The main limitation of this study was its relatively modest sample size. We attempted to mitigate this by employing a within-subject repeated measures design, allowing each participant to act as their own control. This helped minimise the effect of between-subject differences such as concomitant antipsychotic medications and comorbid drug use. Nevertheless, we cannot completely rule out that some of the changes in hippocampal glutamate observed in the present study were related to concomitant treatment with antipsychotic medication. However, further studies are needed to confirm these findings in larger samples of patients, and to examine whether these effects persist after a sustained period of treatment. Another limitation worth considering relates to the potential confounding of the current results by the carry-over effects of CBD in participants who received it on their first study session.
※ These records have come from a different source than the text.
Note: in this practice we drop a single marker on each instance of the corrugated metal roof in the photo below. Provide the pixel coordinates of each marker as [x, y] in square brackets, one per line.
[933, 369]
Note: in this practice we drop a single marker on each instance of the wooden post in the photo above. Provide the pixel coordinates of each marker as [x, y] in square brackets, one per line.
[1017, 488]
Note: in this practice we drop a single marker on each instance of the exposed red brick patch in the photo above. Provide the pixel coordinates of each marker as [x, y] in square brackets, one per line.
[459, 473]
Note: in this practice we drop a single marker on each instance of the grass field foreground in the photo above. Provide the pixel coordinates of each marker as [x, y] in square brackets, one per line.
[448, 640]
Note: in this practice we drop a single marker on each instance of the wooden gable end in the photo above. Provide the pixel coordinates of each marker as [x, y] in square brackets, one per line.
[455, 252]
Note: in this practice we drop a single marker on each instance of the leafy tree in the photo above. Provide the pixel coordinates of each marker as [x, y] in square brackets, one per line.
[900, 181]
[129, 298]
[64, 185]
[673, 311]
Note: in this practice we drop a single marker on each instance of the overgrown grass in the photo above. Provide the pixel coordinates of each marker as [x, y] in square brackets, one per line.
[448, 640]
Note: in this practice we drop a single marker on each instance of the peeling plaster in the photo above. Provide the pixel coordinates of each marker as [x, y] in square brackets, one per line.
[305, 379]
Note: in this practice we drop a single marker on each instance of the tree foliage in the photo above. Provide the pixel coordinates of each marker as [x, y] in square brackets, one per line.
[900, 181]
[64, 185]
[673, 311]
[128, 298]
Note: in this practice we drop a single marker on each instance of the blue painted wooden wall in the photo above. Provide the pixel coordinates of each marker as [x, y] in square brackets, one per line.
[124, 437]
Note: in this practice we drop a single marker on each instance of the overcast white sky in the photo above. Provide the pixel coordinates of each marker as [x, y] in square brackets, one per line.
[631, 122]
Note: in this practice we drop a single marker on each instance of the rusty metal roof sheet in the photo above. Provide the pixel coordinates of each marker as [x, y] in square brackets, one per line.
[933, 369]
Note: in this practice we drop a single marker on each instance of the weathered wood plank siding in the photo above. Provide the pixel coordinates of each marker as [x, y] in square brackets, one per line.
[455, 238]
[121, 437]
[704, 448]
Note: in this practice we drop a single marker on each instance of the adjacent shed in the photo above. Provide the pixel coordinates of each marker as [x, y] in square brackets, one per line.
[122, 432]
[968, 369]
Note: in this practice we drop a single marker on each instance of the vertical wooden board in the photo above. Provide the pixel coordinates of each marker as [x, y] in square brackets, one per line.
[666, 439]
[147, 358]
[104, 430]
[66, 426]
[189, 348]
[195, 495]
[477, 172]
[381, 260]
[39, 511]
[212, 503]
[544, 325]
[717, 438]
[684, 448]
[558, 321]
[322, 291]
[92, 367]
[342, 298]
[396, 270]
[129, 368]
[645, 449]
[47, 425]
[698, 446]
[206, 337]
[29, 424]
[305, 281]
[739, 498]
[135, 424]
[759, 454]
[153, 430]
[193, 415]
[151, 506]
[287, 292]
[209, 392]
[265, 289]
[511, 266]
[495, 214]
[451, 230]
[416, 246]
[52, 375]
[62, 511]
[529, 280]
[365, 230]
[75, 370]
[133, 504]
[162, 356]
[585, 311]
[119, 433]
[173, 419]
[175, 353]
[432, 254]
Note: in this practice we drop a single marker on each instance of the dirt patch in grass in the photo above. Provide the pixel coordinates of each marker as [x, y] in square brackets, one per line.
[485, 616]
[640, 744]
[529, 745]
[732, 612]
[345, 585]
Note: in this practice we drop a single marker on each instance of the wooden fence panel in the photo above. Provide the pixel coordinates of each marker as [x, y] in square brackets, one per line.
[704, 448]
While we aimed to limit this by using a counter-balanced order of administration, ultimately, we had 15 patients who completed the study, with seven receiving PLB first, and eight receiving CBD first. However, our between-session interval was substantially over the typical recommended threshold of three times the elimination half-life of CBD (ref. Devinsky et al., 2014), making it unlikely that any carry-over effects of CBD would have persisted by the second study session. Furthermore, post-hoc analyses revealed no significant differences in change in glutamate levels (CBD minus PLB condition) between those who received PLB first, compared to those who received CBD first (data not shown here). Nevertheless, we cannot completely rule out this possibility.
In conclusion, we identified that a single dose of CBD modulated hippocampal glutamate levels and symptoms of psychosis, in patients with established psychosis. These findings are in keeping with the purported antipsychotic effects of CBD in psychosis, and provide novel insight into potential neurochemical mechanisms underlying these effects.